「这是当然的。」克伦斯幽幽地看向前方。「自己过去做的丑事被揭发了,那些人当然不可能轻易地放过我们。」
「那些只是小喽罗而已,叫人担心的是,那个主要人物似乎有不同的想法。」
「你是说杜利沙夫?他明明就被警方羁压了,还想做什麽!」
「克伦斯,你冷静点听我说。」法森特低头看向自己的挚友,脸上尽是复杂的神情。「不仅仅对圣十字的人,他还对外放出消息,愿意提供五百万英磅高额的悬赏金活捉你与杰米……」
「五百万英磅!他到底在想什麽!」听完法森特的话,克伦斯原本疲惫的脸色顿时变得十分惨白。
杜利沙夫是何等人物,克伦斯脑海中只要一想到对方恐怖的目光,就感到不寒而栗。
「这消息是昨天释放出来的,现在全国无论黑白两道都跃跃欲试,就连苏格兰那都有组织特别调人下来了。」
「没想到我们竟然有这麽高的身价……可恶!要捉就捉我好了,居然还想折磨这麽小的孩子!」
原本还想调侃自己,但一想到心爱的孩子,克伦斯的口气不禁气愤起来。
「不,我想他是觊觎杰米的能力。」法森特垂下眼睫,其实他一点也不想伤害克伦斯,但他还是把话说了出去。

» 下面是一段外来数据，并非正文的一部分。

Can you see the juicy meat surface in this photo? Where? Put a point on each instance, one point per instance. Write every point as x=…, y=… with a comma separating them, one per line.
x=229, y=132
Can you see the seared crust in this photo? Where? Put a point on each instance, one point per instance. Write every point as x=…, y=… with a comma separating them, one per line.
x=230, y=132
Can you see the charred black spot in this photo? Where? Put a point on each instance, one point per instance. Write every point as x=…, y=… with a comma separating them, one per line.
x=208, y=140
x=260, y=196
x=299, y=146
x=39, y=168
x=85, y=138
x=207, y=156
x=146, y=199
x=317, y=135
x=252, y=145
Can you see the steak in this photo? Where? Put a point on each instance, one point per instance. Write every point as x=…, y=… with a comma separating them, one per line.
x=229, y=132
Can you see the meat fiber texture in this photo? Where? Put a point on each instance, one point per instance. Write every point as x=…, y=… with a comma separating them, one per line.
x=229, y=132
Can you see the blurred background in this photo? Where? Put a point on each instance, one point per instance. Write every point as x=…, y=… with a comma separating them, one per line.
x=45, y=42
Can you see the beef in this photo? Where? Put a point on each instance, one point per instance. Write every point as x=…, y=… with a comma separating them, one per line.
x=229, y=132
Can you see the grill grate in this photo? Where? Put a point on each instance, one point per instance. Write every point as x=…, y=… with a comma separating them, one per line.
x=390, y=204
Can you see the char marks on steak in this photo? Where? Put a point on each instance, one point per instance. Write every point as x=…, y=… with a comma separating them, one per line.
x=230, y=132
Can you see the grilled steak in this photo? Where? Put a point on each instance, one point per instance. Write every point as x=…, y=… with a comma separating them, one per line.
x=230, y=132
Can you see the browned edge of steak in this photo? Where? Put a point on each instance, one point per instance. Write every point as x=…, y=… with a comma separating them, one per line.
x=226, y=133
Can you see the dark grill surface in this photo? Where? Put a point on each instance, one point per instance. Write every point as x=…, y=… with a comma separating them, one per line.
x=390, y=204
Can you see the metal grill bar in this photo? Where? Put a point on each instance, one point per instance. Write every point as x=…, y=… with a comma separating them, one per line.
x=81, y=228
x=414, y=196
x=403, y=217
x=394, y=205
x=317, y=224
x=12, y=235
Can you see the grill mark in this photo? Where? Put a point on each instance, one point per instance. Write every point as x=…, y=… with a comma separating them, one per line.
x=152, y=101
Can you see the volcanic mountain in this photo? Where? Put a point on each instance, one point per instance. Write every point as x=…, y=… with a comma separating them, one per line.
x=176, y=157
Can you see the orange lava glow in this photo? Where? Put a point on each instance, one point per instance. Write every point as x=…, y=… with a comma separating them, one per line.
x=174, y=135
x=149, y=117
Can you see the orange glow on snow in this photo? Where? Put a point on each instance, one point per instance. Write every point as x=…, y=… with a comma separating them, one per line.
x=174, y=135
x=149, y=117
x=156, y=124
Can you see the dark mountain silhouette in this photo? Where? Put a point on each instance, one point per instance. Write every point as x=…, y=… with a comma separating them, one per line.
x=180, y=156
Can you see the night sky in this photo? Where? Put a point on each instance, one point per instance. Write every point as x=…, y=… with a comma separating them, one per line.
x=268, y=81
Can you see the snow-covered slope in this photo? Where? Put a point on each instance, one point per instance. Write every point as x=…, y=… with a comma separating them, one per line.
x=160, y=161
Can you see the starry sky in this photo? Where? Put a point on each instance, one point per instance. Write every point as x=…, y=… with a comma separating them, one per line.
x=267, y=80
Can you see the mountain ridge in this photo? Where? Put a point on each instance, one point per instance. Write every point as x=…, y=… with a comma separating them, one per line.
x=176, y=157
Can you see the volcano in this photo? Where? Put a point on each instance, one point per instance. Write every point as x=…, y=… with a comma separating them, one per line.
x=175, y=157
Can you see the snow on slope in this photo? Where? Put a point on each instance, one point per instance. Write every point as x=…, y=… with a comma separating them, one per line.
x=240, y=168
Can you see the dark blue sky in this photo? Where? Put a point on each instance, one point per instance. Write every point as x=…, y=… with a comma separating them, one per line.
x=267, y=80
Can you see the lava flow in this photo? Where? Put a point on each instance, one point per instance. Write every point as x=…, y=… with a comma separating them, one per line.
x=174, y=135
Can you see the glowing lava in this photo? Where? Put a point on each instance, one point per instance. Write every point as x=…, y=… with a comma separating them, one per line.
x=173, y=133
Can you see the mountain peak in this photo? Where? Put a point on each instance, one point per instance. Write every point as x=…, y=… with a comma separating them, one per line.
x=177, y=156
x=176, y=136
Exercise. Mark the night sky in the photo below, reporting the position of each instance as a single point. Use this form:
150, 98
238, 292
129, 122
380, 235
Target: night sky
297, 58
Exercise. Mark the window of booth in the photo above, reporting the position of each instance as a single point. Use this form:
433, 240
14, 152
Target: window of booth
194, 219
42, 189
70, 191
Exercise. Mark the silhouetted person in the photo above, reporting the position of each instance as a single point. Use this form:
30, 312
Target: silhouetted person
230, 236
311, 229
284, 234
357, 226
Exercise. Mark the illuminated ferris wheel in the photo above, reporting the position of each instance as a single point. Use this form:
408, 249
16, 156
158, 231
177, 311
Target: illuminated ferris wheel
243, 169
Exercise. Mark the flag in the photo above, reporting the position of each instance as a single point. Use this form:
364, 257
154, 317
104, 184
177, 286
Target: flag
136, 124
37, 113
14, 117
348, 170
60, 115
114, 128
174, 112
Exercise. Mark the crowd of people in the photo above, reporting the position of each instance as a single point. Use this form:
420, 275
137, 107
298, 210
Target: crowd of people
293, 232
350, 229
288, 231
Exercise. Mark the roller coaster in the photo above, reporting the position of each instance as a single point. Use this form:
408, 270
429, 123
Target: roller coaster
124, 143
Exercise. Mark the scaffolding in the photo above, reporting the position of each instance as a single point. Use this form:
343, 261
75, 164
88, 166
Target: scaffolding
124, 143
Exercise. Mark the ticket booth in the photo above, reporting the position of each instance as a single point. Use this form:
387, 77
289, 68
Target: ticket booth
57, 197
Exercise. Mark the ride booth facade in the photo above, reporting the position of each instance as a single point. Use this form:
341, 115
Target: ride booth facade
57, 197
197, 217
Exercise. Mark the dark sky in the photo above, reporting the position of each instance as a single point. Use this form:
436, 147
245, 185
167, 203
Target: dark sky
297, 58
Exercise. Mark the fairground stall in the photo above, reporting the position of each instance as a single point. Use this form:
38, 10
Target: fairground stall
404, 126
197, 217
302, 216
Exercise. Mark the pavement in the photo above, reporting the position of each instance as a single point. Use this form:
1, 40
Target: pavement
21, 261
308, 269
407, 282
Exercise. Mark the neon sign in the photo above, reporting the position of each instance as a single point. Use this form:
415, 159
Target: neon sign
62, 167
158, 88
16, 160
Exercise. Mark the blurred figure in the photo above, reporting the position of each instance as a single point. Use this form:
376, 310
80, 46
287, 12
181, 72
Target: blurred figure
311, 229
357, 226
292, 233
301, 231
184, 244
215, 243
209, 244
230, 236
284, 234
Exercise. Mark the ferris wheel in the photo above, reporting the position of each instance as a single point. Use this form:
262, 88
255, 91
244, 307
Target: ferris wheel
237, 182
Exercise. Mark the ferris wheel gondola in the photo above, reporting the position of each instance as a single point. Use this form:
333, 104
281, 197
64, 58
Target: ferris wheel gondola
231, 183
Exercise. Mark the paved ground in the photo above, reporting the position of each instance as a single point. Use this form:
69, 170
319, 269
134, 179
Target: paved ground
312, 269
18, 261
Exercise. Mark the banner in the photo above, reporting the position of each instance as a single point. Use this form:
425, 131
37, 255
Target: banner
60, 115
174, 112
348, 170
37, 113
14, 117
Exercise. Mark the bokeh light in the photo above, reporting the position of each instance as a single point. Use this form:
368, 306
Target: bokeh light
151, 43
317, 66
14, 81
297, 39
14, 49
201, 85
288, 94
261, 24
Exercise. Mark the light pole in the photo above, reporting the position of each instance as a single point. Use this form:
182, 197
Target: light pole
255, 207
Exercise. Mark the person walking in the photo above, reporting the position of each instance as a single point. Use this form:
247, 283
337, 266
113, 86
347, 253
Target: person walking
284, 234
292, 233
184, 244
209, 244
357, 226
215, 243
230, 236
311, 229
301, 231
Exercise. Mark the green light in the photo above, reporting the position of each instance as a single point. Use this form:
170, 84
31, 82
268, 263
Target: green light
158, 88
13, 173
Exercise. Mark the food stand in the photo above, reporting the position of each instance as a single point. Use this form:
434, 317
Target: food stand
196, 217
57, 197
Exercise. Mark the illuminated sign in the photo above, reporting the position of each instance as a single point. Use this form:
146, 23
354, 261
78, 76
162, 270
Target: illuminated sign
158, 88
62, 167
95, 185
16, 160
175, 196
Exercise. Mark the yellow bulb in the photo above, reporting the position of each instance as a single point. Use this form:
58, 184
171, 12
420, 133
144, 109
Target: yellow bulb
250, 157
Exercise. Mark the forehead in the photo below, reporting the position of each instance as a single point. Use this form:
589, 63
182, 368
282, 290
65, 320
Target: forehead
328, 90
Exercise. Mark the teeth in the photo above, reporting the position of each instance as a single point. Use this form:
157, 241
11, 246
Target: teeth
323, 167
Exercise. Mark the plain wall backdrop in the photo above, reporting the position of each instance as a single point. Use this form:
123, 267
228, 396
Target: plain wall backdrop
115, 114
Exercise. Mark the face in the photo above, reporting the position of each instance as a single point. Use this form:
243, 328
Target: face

「那种力量太恐怖了,不管是对持有者本身或对犯罪者而言…………」
「我晓得,但这并不是杰米的错。」听了法森特的话,克伦斯抿了抿嘴唇,疲累地往後头的沙发倒去。
「法森特,无论发生了什麽事,我都不能让杜利沙夫捉走杰米。」
见克伦斯这副模样,法森特转过身拿起了放在桌上的报纸,向前递给了克伦斯。
「这是今天的晚报,你大概还没看吧?上头提到了这次的骚动,政府方面表示撤查到底,因此呼吁你出面协助调查,并确保你与杰米的人身安全。」
「这些年来戴约克都在为政府做事,藉由他的关系,你和我都晓得那些人办事的态度……」认真地看完了报纸的内容,克伦斯缓缓摇著头叹道:
「你也知道,我和杰米投身政府保护的下场,不是死……」克伦斯说著说著不禁怔了一怔。
「杰米也会被捉去研究,不然就是成为权力者犯罪的工具。」
「是的,他太有研究价值了,事情演变到最後的结果,正义不会得以伸张……」法森特说到这里也忍不住顿一顿。「杜利沙夫会因罪证不足而被释放,而杰米则会沦落成为政府的白老鼠。」
「不!我不能让这种事发生!」听完法森特的话,克伦斯的双眸露出慌张的神情,那是身为挚友的法森特头一次见到他那麽不知所措的模样。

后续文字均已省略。